The central bank raised borrowing costs by 450 basis points (bps) from May 2022 to October 2023 to tame inflation.

“Looking ahead, although we think upward momentum may persist in the next two months given unfavorable base effects, weaker peso and lingering food supply issues, we are still on track to achieve sub-4% as early as August,” Mr. Neri said.

This is in line with the BSP’s expectation that inflation could breach the 2-4% target band until July amid base effects.

Headline inflation quickened to 3.9% in May from 3.8% in April, its fastest print in six months or since 4.1% in November. May also marked the sixth straight month that inflation settled within the 2-4% target range.

“Some upside risks to inflation remain, from potential adjustments of excise taxes and minimum wages. Hence, we continue to expect the BSP to start cutting policy rates only in August, once inflation has peaked around July,” Ms. Chutchotitham said.

The recent peso weakness may also delay the BSP’s easing cycle, Ms. Chutchotitham said.

“Additionally, we think in the event of high FX (foreign exchange) volatility, the BSP might also opt for delayed rate cuts to support the peso, especially if the Fed begins cutting later than July,” she said.

Mr. Neri said the timing and magnitude of the BSP’s rate cuts would depend on the Fed. “If local inflation conditions are right, the BSP will likely respond immediately with rate cuts once the Fed begins its easing cycle,” he said.

Nearly two-thirds of economists are now predicting the Fed will cut interest rates in September, according to Reuters’ May 31-June 5 poll, offsetting recent bearish supply news, Reuters reported.

“If the BSP reduces its policy rate ahead of the Federal Reserve, a narrowed interest rate differential increases the risk of currency depreciation, which could outweigh recent deceleration in food prices,” Mr. Neri said.

Mr. Neri said the peso may appreciate in the second half of the year, when the Fed is expected to begin easing.

“However, while a Fed cut might lead to peso appreciation, its gains are likely to be smaller compared to other emerging market currencies given the substantial current account deficit of the country,” he added.

Mr. Remolona earlier said that the BSP does not need to “wait” for the Fed to cut before starting its own easing.

Meanwhile, Citi expects 25-bp rate cuts by the BSP in August, October and December, followed by 25-bp rate cuts in February, May and August 2025.

“Our forecasts are based on the assumption that the BSP would adjust policy stance to ensure that it is not too tight to support economic momentum,” Ms. Chutchotitham said.

However, Mr. Neri said he expects the central bank to reduce rates by 50 bps this year.

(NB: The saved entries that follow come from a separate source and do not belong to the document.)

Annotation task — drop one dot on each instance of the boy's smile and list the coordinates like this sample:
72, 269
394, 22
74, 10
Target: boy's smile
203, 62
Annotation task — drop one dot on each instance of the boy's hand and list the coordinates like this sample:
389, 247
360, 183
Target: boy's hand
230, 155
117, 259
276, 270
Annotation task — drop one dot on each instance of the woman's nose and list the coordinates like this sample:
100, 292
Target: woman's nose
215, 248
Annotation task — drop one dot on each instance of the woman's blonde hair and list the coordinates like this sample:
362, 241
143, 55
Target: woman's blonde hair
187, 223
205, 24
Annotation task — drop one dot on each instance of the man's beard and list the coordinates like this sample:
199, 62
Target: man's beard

“We now expect a rate cut of around 50 bps this year, assuming the Federal Open Market Committee (FOMC) eases sometime in the second semester,” he added.

Meanwhile, Nomura Global Markets Research said it expects the BSP to only begin cutting rates in October, when inflation is “more entrenched within its 2-4% target.”

“Importantly, amid an improving inflation outlook, we still think BSP is unlikely to start easing before the Fed (our US team expects a first cut in September), in order to avoid adding to recent FX pressures under BSP’s flexible market-determined FX regime, which we believe BSP is clearly still sticking to.”

Nomura expects a total of 50 bps of rate cuts this year and another 100 bps for next year, bringing the key rate to 5%.